One thing for sure.. a couple people have been dead on the mark and their perspective lets me know that im not going crazy and that i am getting through to not only the mods but everyone reading this thread too!
I was re-reading this thread and it seems $username has been calling it how he sees it the whole time! He has been money and i will use him and another member as an example to show that im not coming out of left field when i say there is a huge flaw in the forum and i have been taken advantage of because of it.
There is no 2factor, no email verification when a users email is changed .. nothing. That in combination with the allowing of accounts to be bought and sold (WITHOUT A SIGNED MSG FROM PREVIOUS OWNER) i believe creates and environment perfect for the manipulation of the flaw.
Just posting here to let you know I'm in a similar boat so this is no means an isolated case. My account got hacked which could have been prevented had email confirmation been enabled on this forum to begin with. The only difference is no one has stepped up to dispute my claim to my account yet. Unfortunately, I haven't received so much as a peep from theymos and I've been sending him weekly PM's since Sept. in the required signed format outlined.

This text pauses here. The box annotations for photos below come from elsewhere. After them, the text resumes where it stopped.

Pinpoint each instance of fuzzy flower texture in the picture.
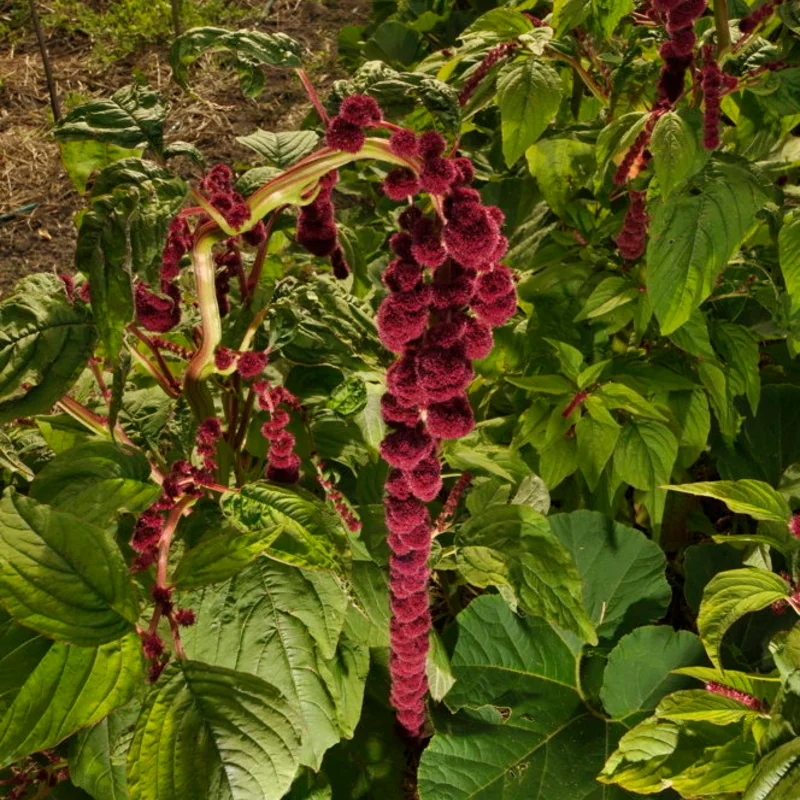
[318,95,517,737]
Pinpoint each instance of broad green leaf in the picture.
[667,389,711,468]
[69,701,141,800]
[742,739,800,800]
[600,625,706,719]
[716,384,800,488]
[525,138,595,217]
[778,211,800,314]
[506,375,575,395]
[656,689,763,725]
[169,27,302,97]
[497,58,563,166]
[0,612,53,717]
[53,86,167,156]
[0,489,139,646]
[594,381,667,422]
[598,717,735,797]
[181,558,369,770]
[172,530,274,589]
[614,420,678,490]
[58,139,144,194]
[697,567,790,667]
[548,511,672,639]
[575,275,640,322]
[0,633,144,766]
[592,0,633,37]
[672,733,756,797]
[650,111,697,195]
[236,128,319,167]
[127,661,300,800]
[456,505,596,642]
[575,414,620,491]
[29,442,161,527]
[221,483,348,569]
[713,322,761,414]
[0,276,97,423]
[418,596,625,800]
[75,159,187,359]
[647,162,766,335]
[664,479,792,523]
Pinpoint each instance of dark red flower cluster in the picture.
[653,0,706,103]
[313,459,361,533]
[613,108,669,186]
[134,283,181,333]
[199,164,250,228]
[377,119,517,736]
[253,381,300,483]
[706,681,765,711]
[701,45,723,150]
[617,191,649,261]
[458,41,520,106]
[739,0,783,34]
[297,170,350,280]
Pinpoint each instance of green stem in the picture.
[714,0,731,60]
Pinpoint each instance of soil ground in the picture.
[0,0,370,294]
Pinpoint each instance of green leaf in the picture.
[742,739,800,800]
[0,633,144,766]
[75,159,188,360]
[0,276,97,423]
[0,489,139,646]
[575,414,620,491]
[181,558,369,770]
[548,511,672,639]
[614,420,678,490]
[456,505,596,642]
[593,381,667,422]
[58,139,144,194]
[418,596,624,800]
[647,162,767,336]
[325,376,368,418]
[506,375,575,395]
[497,58,563,167]
[665,479,792,523]
[0,612,53,717]
[600,625,706,719]
[650,111,697,195]
[778,211,800,314]
[697,567,791,667]
[169,27,302,97]
[525,138,595,217]
[128,661,300,800]
[29,442,161,527]
[236,128,319,168]
[221,483,348,569]
[53,86,167,155]
[656,689,763,725]
[69,702,140,800]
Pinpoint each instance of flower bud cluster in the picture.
[653,0,706,103]
[739,0,783,34]
[458,41,520,106]
[706,681,765,711]
[701,45,723,150]
[617,191,649,261]
[377,120,517,736]
[297,169,348,280]
[253,381,300,484]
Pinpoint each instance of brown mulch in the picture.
[0,0,370,294]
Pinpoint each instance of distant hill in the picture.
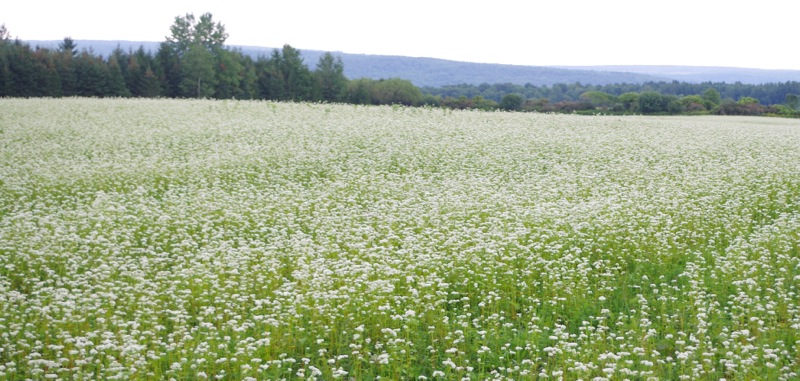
[27,40,800,87]
[558,65,800,84]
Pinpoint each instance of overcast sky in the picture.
[0,0,800,70]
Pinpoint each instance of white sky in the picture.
[0,0,800,70]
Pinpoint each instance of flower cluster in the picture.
[0,99,800,380]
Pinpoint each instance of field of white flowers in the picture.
[0,99,800,381]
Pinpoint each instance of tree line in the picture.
[0,13,800,116]
[422,81,800,117]
[0,13,422,105]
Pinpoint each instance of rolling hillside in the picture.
[27,40,800,87]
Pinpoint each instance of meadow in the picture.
[0,98,800,381]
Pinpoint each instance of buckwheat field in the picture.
[0,99,800,381]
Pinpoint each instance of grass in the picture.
[0,99,800,380]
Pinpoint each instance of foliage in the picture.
[498,93,525,111]
[167,13,228,55]
[637,91,669,114]
[0,98,800,381]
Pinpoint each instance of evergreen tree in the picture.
[136,66,161,98]
[179,44,217,98]
[214,49,244,99]
[103,55,131,97]
[58,37,78,57]
[153,42,182,98]
[272,44,314,101]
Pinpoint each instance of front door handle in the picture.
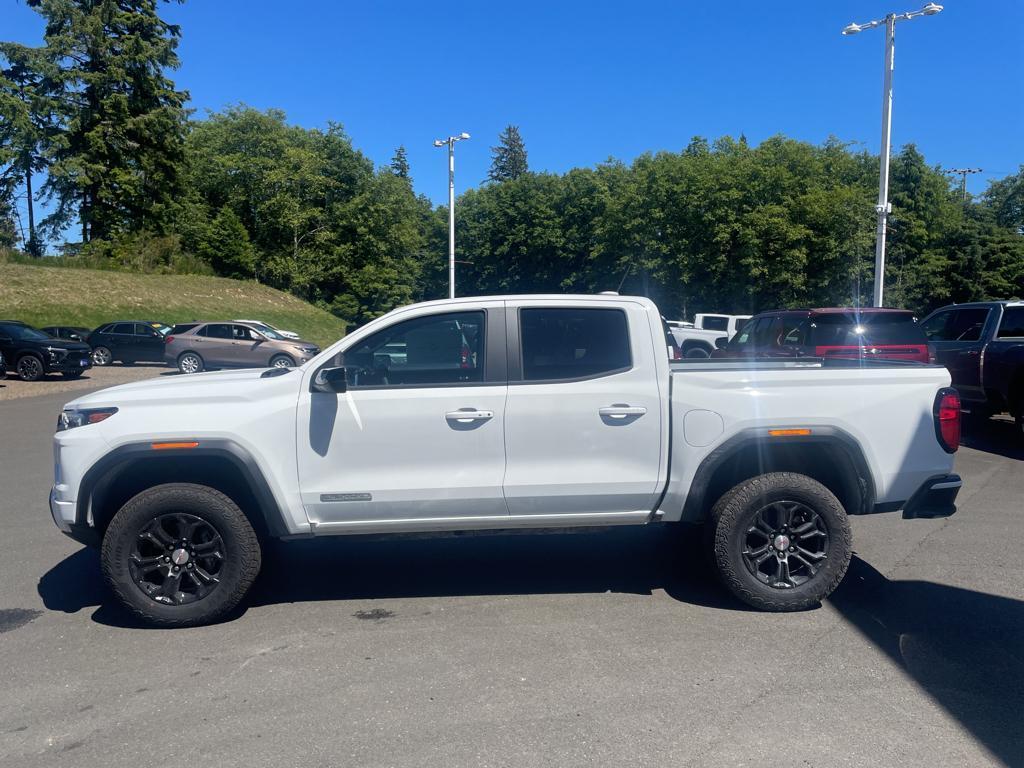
[597,406,647,419]
[444,408,495,424]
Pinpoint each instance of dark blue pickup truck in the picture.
[921,301,1024,428]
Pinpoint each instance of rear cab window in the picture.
[810,312,927,348]
[519,307,633,381]
[997,305,1024,339]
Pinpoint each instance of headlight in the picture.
[57,408,118,432]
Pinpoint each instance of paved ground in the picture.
[0,362,167,401]
[0,395,1024,768]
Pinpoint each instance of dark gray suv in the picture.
[164,323,319,374]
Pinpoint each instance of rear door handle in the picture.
[444,408,495,424]
[597,406,647,419]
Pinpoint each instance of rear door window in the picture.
[199,323,231,339]
[999,306,1024,339]
[519,307,633,381]
[924,307,989,341]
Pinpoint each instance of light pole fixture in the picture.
[843,3,942,306]
[434,133,469,299]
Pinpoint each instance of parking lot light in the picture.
[434,131,469,299]
[843,3,942,306]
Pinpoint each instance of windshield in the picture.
[0,326,53,341]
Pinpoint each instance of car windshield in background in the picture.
[0,326,53,341]
[810,312,926,347]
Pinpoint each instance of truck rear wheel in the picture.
[710,472,853,611]
[100,483,260,627]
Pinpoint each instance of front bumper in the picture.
[903,474,964,520]
[50,487,100,547]
[43,354,92,374]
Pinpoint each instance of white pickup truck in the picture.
[669,313,751,359]
[50,296,961,626]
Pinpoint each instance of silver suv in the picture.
[164,323,319,374]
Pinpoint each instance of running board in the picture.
[309,509,651,536]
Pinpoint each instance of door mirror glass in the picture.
[312,367,348,393]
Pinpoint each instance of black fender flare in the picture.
[75,438,290,538]
[682,426,878,521]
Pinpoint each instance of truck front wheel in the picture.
[100,483,260,627]
[710,472,853,611]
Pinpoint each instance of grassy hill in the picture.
[0,263,345,346]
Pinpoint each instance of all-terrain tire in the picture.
[100,482,261,627]
[709,472,853,611]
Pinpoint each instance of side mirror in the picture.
[311,367,348,394]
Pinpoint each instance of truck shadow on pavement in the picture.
[829,556,1024,766]
[39,540,1024,765]
[961,418,1024,460]
[39,526,749,628]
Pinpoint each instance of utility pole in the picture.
[843,3,942,306]
[434,133,469,299]
[946,168,982,203]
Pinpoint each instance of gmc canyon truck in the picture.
[50,296,961,627]
[921,301,1024,429]
[670,313,751,359]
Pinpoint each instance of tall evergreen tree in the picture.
[0,43,55,256]
[28,0,187,242]
[391,144,412,180]
[487,125,529,181]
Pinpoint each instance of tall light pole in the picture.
[434,133,469,299]
[946,168,984,203]
[843,3,942,306]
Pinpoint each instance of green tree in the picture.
[487,125,529,181]
[0,43,56,256]
[391,145,413,182]
[29,0,187,243]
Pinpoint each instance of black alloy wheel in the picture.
[128,512,227,605]
[742,500,828,589]
[709,472,853,611]
[17,354,43,381]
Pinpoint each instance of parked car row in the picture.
[0,319,319,381]
[666,300,1024,431]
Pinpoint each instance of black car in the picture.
[39,326,91,341]
[711,307,931,364]
[86,321,171,366]
[0,321,92,381]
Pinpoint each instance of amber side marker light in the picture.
[150,440,199,451]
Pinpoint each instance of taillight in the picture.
[933,387,961,454]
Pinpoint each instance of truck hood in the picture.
[65,369,302,408]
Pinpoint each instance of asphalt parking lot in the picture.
[0,393,1024,767]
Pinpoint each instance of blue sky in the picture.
[0,0,1024,207]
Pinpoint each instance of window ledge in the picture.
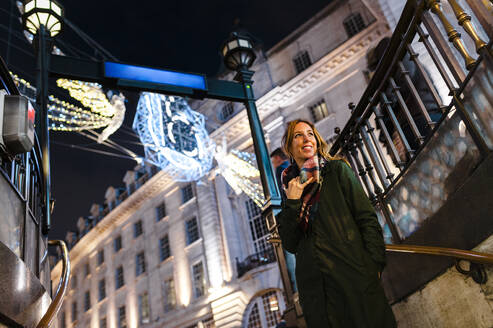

Frankly, I don't understand how a forum so lax in security can be used to conduct any serious business or money related matters -- this is just ludicrous. Your forum password is the only line of defense and should that be compromised -- whether your fault or not -- then it's basically game over. There's no other recourse then to keep PM'ing forum admin until they respond.
If it were up to me, this is clearly an open-and-shut case: you provided a signed message proving ownship of said account -- the current person in control of your account cannot provide a signed message proving he bought the account legitimately. Ergo, account access should be restored back to you.
Sorry to hear about your expierience man, that sucks. Thats the part that pisses me off too. For some reason from our viewpoint its crystal clear a simple email confirmation could have prevented the whole thing. Im a lil tired of spelling it out eli5 style for people like Willisius so i wont even bother.